Он обнял ее еще крепче.
– Вернусь, приду и прямо с порога объявлю: я к вам пришел навеки поселиться!
4
Как незамедлительно выяснилось, папа был истомлен ожиданием сына и милой Анечки (так он выразился) главным образом из-за желания приобщить их к своего рода эпохальному событию, заключительной, можно сказать, точке его журналистского поприща, каковое само по себе – будем же, наконец, честны перед собой и небесами, признал Павел Петрович, тотчас вызвав у Сергея Павловича сильнейшее подозрение, что узкий круг редакционных друзей воздал должное эпохальному событию и его творцу – не оставило, увы, следа в отечественной журналистики, не говоря уже о словесности вообще, впрочем, чтó в журналистике сегодня блестит червонным золотом, завтра покатится медным пятаком, но Бог с ним с поприщем, обнесенным колючей проволокой цензуры и вышками мордоворотов из Китайского проезда и Большого дома, без устали вопивших все семьдесят лет: «Шаг влево, шаг вправо, прыжок вверх – считается побег! стреляем без предупреждений!»; и что – при таких-то угнетающих творческого человека обстоятельствах – могло выйти из-под его пера? конечно, во всем этом отчего бы не найти повод для малопристойного зубоскальства и огульного охаивания честных тружеников, исхитрявшихся протащить на газетную полосу хотя бы малую толику правды, ее отблеск или, согласно Платону, тень, намек на нее, в котором умный читатель умел враз углядеть суть дела, но глуповатый поэтишка, как воробушек, склевывает рассыпавшиеся при дороге зерна и чирикает убогим по содержанию и ничтожным по форме стихом: «а правду изобразить никто не запрещает.
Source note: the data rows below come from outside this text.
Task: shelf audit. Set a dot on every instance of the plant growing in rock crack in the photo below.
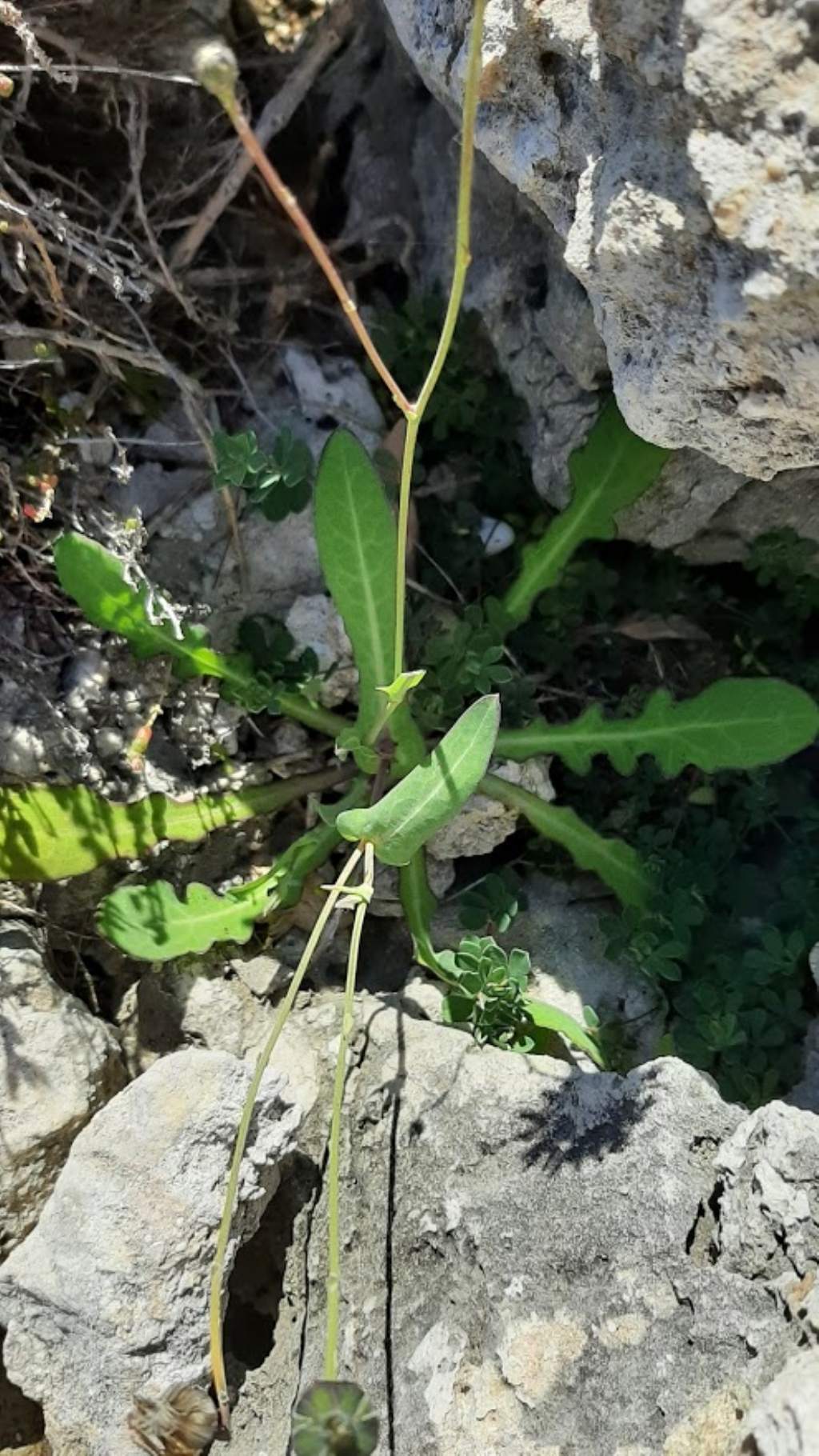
(396, 791)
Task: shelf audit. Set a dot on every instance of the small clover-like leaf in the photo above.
(334, 1418)
(236, 458)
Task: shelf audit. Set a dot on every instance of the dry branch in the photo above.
(274, 118)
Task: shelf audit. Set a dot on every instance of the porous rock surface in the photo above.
(57, 1066)
(785, 1422)
(529, 1258)
(108, 1296)
(675, 149)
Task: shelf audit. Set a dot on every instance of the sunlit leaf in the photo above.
(152, 922)
(54, 833)
(550, 1018)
Но только, стало быть, какую шеф пущает», а это, господа, не только бездарно, но и подло, ибо вместе с умерщвленной правдой отчасти приказывает долго жить тот, кто ее вынашивал, лелеял, выпестовал и в меру своего скромного дарования пытался придать ей сверх простоты, краткости и убедительности еще и достойный литературный облик, в коем свежесть и блеск мысли сочеталась бы с необычностью материала. Случившееся же или, вернее, высеченное, как после удара кремнем о кремень, огнеподобное событие в сущности своей достаточно банально: с завтрашнего дня Павел Петрович уволен.
– Уволен?! – приложив ладони к щекам, горестно воскликнула Аня.
Павел Петрович кивнул с печальной гордостью премьера, только что получившего из рук его высочества указ об отставке. Уволен. Впрочем, событие это, имеющее, может быть, значение для его клонящейся к закату жизни, совершенно ничего не меняет в общем порядке бытия, где подобные вещи – пусть даже увольнение журналиста с почти сорокалетним стажем и к тому же удостоенного звания заслуженного работника культуры – случаются сплошь и рядом. Увольнение. Старость. Болезнь. Последний вздох на больничной койке. Похороны на казенный счет. Искреннее горе немногих друзей…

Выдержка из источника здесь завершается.